Because He loves me enough to comfort me, and loves me enough to be unwilling to allow me to settle for less than the life He made me to live.

Friday, March 8, 2013

Learning

I often think of myself as incompetent. Not in academic things like reading and writing and so on, and not even at music (although that can happen too), but at general life skills. I can have a lot of fear about things like calling people on the phone, or asking for help. In groups I depend on other people to take care of most logistics and map-reading and anything else I think of myself as not being very good at.

And then, I, this person who has that view of herself of being an incompetent scaredy-cat, spent the better part of two weeks traveling, by herself, to auditions for flute grad school. And I survived. I did nearly all of the trip-planning myself as well, and honestly, I think I did a pretty good job. So that was definitely a learning experience.

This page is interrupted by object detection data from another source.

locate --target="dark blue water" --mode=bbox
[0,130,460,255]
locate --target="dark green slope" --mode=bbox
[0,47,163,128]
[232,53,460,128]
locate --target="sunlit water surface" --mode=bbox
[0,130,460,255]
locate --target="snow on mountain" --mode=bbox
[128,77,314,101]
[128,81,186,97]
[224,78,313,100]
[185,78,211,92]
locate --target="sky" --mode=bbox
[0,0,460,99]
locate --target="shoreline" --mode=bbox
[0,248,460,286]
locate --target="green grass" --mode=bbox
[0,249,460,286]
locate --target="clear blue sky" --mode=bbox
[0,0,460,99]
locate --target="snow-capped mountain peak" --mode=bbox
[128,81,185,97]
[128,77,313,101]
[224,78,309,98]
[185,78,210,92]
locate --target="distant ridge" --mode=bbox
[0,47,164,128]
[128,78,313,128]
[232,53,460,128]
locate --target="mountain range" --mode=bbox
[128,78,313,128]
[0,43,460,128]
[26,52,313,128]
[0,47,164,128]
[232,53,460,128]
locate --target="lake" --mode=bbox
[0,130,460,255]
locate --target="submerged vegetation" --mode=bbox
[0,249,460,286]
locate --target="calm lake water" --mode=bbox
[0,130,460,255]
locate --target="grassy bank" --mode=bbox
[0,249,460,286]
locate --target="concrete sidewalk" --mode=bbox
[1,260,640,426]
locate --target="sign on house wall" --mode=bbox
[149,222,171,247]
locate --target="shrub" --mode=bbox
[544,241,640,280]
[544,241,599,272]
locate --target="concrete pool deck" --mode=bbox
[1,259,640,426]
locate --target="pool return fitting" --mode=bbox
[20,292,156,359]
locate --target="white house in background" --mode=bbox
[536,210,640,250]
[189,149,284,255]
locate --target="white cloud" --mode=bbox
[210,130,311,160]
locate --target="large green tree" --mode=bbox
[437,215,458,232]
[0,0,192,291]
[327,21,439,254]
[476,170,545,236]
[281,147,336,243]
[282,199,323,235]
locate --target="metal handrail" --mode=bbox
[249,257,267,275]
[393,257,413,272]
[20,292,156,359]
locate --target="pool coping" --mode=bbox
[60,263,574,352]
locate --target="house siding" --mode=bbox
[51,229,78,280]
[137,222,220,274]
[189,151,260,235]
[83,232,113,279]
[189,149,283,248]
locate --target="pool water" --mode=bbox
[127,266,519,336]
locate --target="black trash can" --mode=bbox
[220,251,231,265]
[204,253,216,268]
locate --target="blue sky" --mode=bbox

Lesson one: I'm not as helpless as I think I am. If asking the hotel front desk how to get on the internet and then calling a delivery place to ask about their ingredients and to order food stands between me and dinner when I am hungry, I can do it. If calling a taxi is the only way to get where I need to go, I can do it. If asking someone for directions is the only way I can find the campus building I am looking for, I can do it.

Lesson two: Planning well really does take a lot of the stress out of the actual trip. And I am decent at planning.

Lesson three: Making mistakes can be part of a learning process; it doesn't automatically lead to The Ruin of The Whole Project. There were definitely elements that were not as well planned or well executed as they could have been, but I still eventually ended up where I needed to be by the time I needed to be there. As an example of poor planning: thinking about the time change when picking flights to go to California is a good idea. I didn't. My sleep schedule did not thank me. Printing out a map of an unfamiliar campus I will be walking around is also a good idea (didn't first trip, did later). Those weren't the only things, either, but I am confident that if I am ever doing anything like this again I will remember those experiences and do better. Except for the part about dressing appropriately for the weather, I have a history of not caring enough about that to actually fix it. I seem to think staying warm is over-rated.

Lesson four: Do not neglect eating real food. Truly. Sitting at a table in a restaurant by yourself may be awkward, lonely, and sad, but if this is for more than, say, one day or one meal, your body prefers you to eat lonely real food than to subsist on coffee, chocolate, trail mix, and so on for days. (This would fall into the category of "things I'm going to do better if I do this again," not "things I did right this time").

The main lesson, though, really, is that things I am scared of are usually not as scary as I think they are. Fear can give a very skewed perspective of the problem.